A new federal safety agency recommendation would require collision-avoidance technology on commercial trucks, which are involved in 40 percent of fatal rear-end collisions in the United States.

The most likely systems that the National Transportation Safety Board proposal would require radar to sense when trucks are approaching other vehicles too closely and emit visual or audible warnings to the truck drivers.

"Accident statistics and accident investigation findings indicate that accident consequences are more severe when commercial vehicles are involved in rear-end collisions and that the public can benefit from technology designed to help prevent these collisions," the NTSB said in its report issued earlier this month.

The threat of heavy truck collisions is especially great in the Washington area, said David Longo, spokesman for the Federal Motor Carrier Safety Administration.

"Large urban areas have most of the truck traffic," Mr. Longo said.

The Capital Beltway, which acts as the conduit for much of the area's truck traffic, creates one of the biggest risks of car-truck collisions, he said.

In Maryland, 21,763 automobile accidents involved rear-end collisions in 1999, the most recent year the State Highway Administration reports records. Of those, 1,958 involved heavy trucks and 10 of them resulted in fatalities. A total of 598 persons died on Maryland's roads in 1999.

Although rear-end collisions are common, they most often are deadly when they involve big trucks. The trucks need 20 percent more distance to stop because their weight and bulk give them so much momentum.

In Virginia, 12.6 percent of fatal crashes involved heavy trucks, killing 112 persons in 1999, the last year for which the Virginia Department of Motor Vehicles has records.

Valerie Edgar, spokeswoman for the Maryland State Highway Administration, said automated collision-avoidance systems might be helpful, but they will never substitute for alert drivers.

"That alarm is going to be going off a lot, particularly in the Baltimore area and the Washington area," Mrs. Edgar said. "Passenger cars can cut in front of trucks and trucks need longer to stop."

State Highway Administration statistics show most collisions between big trucks and cars are the fault of car drivers.

"Every safety measure is a plus," Mrs.
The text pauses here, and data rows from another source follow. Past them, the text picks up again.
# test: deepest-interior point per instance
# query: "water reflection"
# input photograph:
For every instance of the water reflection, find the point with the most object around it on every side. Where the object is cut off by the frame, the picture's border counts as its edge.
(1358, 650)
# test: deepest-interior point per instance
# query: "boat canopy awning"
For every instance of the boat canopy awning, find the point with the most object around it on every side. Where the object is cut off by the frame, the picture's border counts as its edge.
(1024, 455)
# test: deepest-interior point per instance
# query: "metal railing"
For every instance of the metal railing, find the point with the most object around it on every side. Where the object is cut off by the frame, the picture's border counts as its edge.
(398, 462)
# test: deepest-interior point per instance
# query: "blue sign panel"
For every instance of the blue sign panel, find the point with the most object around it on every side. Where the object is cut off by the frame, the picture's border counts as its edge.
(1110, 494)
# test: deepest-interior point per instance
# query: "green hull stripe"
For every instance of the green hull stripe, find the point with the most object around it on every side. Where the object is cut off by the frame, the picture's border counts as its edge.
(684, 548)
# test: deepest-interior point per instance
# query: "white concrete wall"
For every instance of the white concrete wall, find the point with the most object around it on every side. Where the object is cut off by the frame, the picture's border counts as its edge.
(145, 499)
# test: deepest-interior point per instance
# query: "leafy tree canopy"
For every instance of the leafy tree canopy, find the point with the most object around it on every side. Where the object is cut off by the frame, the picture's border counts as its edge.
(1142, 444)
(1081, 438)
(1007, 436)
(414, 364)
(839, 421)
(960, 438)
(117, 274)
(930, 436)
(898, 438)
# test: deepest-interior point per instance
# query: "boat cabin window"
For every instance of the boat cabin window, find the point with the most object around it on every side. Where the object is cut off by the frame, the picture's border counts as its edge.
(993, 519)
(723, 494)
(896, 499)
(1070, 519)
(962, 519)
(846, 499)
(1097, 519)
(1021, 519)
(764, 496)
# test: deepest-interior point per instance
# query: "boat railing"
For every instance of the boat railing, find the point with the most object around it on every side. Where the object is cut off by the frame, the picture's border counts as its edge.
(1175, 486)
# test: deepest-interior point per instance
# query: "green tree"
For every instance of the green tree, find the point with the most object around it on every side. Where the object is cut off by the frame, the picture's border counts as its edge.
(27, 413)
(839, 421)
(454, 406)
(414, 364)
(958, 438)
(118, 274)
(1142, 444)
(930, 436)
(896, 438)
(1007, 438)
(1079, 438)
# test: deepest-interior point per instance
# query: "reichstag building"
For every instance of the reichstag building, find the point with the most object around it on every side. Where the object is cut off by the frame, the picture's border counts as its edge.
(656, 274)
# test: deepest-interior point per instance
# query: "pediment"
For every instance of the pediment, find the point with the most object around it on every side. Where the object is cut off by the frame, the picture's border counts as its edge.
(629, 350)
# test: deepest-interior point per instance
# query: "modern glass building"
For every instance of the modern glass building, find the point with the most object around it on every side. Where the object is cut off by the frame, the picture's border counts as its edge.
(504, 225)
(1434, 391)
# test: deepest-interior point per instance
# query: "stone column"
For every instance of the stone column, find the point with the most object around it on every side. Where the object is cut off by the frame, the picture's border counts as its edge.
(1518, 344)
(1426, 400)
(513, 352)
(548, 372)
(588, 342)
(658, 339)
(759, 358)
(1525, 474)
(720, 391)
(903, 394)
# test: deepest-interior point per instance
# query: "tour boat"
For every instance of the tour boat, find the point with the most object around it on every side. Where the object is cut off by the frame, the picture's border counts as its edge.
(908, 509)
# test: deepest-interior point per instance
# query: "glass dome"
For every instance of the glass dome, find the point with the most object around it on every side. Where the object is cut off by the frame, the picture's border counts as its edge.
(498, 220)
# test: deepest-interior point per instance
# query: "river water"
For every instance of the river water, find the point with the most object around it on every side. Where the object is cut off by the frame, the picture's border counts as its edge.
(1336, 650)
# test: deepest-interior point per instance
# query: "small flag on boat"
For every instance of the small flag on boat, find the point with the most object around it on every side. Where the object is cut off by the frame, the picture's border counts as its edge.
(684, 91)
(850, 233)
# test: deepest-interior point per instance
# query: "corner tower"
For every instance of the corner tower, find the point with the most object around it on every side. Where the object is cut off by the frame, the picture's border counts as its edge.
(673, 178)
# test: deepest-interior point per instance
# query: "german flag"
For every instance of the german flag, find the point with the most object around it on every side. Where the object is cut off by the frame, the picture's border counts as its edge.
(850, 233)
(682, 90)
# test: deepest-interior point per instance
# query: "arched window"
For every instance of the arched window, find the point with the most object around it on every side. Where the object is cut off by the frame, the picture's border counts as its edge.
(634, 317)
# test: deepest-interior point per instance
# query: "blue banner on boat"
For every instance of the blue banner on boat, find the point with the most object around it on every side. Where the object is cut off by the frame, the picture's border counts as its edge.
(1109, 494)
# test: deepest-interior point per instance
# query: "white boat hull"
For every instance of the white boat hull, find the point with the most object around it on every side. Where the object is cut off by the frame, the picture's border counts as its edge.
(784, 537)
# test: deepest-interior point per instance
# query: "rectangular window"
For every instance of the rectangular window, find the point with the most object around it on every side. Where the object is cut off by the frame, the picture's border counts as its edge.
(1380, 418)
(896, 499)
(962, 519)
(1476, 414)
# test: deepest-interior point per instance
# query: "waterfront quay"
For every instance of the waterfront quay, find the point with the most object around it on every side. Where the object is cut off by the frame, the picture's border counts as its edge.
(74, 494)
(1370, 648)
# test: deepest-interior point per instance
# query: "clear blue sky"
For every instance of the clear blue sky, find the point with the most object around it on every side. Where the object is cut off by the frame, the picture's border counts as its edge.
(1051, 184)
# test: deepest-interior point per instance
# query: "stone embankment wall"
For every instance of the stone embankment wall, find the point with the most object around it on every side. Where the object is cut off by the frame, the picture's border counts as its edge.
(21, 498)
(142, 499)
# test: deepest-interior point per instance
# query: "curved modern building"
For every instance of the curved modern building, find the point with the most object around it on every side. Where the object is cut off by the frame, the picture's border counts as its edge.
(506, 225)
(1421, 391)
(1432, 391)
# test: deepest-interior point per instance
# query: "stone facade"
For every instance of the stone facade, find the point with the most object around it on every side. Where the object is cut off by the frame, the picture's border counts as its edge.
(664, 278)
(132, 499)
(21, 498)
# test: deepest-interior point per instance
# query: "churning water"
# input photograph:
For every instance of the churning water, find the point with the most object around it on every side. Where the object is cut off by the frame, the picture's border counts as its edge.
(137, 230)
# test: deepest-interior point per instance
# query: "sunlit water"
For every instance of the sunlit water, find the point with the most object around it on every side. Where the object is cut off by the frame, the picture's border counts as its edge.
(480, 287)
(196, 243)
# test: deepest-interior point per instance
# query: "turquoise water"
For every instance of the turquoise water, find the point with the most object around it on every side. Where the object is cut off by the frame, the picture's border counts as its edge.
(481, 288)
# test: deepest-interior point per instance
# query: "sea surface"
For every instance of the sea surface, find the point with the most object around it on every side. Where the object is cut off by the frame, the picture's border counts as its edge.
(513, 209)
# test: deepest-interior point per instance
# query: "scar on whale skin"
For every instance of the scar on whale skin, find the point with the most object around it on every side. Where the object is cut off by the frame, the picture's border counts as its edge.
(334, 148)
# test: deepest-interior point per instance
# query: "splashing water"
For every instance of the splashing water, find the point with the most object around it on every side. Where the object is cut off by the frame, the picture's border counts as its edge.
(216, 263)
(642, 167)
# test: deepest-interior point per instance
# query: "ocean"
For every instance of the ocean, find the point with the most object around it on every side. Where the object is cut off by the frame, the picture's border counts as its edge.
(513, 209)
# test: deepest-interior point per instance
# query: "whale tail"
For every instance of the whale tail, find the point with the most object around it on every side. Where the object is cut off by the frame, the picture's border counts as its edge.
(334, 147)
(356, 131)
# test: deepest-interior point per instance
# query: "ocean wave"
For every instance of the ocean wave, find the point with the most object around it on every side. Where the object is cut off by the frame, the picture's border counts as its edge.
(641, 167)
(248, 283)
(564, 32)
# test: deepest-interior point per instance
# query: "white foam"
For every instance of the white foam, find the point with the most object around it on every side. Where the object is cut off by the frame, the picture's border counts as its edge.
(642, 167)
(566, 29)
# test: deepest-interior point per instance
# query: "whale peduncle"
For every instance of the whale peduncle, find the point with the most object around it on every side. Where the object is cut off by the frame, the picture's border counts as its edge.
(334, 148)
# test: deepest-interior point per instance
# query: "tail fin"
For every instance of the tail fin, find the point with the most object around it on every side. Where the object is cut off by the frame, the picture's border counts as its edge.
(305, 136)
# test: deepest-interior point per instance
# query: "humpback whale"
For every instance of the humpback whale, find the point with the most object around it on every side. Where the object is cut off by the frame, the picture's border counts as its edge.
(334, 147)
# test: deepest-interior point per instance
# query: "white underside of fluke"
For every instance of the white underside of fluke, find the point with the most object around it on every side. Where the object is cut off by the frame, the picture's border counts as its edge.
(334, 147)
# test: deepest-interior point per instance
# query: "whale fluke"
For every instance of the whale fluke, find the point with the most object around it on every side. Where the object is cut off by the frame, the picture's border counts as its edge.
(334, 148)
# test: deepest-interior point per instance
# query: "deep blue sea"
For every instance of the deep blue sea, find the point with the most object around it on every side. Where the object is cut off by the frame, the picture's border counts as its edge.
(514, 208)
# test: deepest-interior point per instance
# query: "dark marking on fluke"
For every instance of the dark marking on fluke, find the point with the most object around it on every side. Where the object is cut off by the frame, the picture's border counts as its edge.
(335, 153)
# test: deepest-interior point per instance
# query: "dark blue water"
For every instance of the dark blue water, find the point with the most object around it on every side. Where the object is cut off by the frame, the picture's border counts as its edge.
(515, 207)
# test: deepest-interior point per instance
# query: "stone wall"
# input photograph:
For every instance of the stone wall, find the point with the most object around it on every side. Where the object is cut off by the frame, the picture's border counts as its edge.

Edgar said. "But there's still going to be a need to communicate to passenger [car] drivers how to drive near trucks. You want to try to give them a lot of room."

Roadwork zones create one of the biggest risks, the NTSB said. Vehicles that back up traffic as they move slowly around work zones are like an invitation to a rear-end collision.

"The number of accidents that continue to occur at construction-work zones suggests that efforts to inform drivers of congestion at these work-zone sites have not been adequate," the NTSB said.

The NTSB recommendation was based in part on a DaimlerChrysler study that found 60 percent of rear-end collisions could be avoided if car drivers had an extra half-second warning.

Another option that could satisfy the NTSB recommendation would be a cruise-control adaptation that maintains a truck's speed until radar senses something in its path, at which point it automatically would apply the brakes.

NTSB recommendations alone do not require truckers to install the devices. Instead, the Transportation Department must first investigate alternatives and issue a rule. Only after the trucking industry gets a chance to comment on any new rules could they become requirements.

The Transportation Department still is studying options. They include the collision-warning system using audible or visual alarms, adaptive cruise control and variable message signs. The signs would be set up alongside roadways and be linked to video-monitoring systems. When a hazard is observed by personnel at a traffic management center, they could change the signs to notify drivers of upcoming hazards, such as traffic backed up around work zones.

The NTSB criticized the Transportation Department in its report, issued May 1, for dragging its feet. Six years ago, the NTSB made similar recommendations but then temporarily closed the file on collision-avoidance systems in 1999 because of "unacceptable action" by the Transportation Department. In other words, the Transportation Department did not act on the recommendations.

In fact, the NTSB said this month, private industry might be leading the way. "Industry analysts predict the market for [collision-avoidance systems] will grow from $11 million in 1998 to $2.4 billion in 2010," the NTSB report said.

All major truck manufacturers now offer the systems as options. Lexus and Mercedes-Benz plan to begin offering them on their 2001 model cars.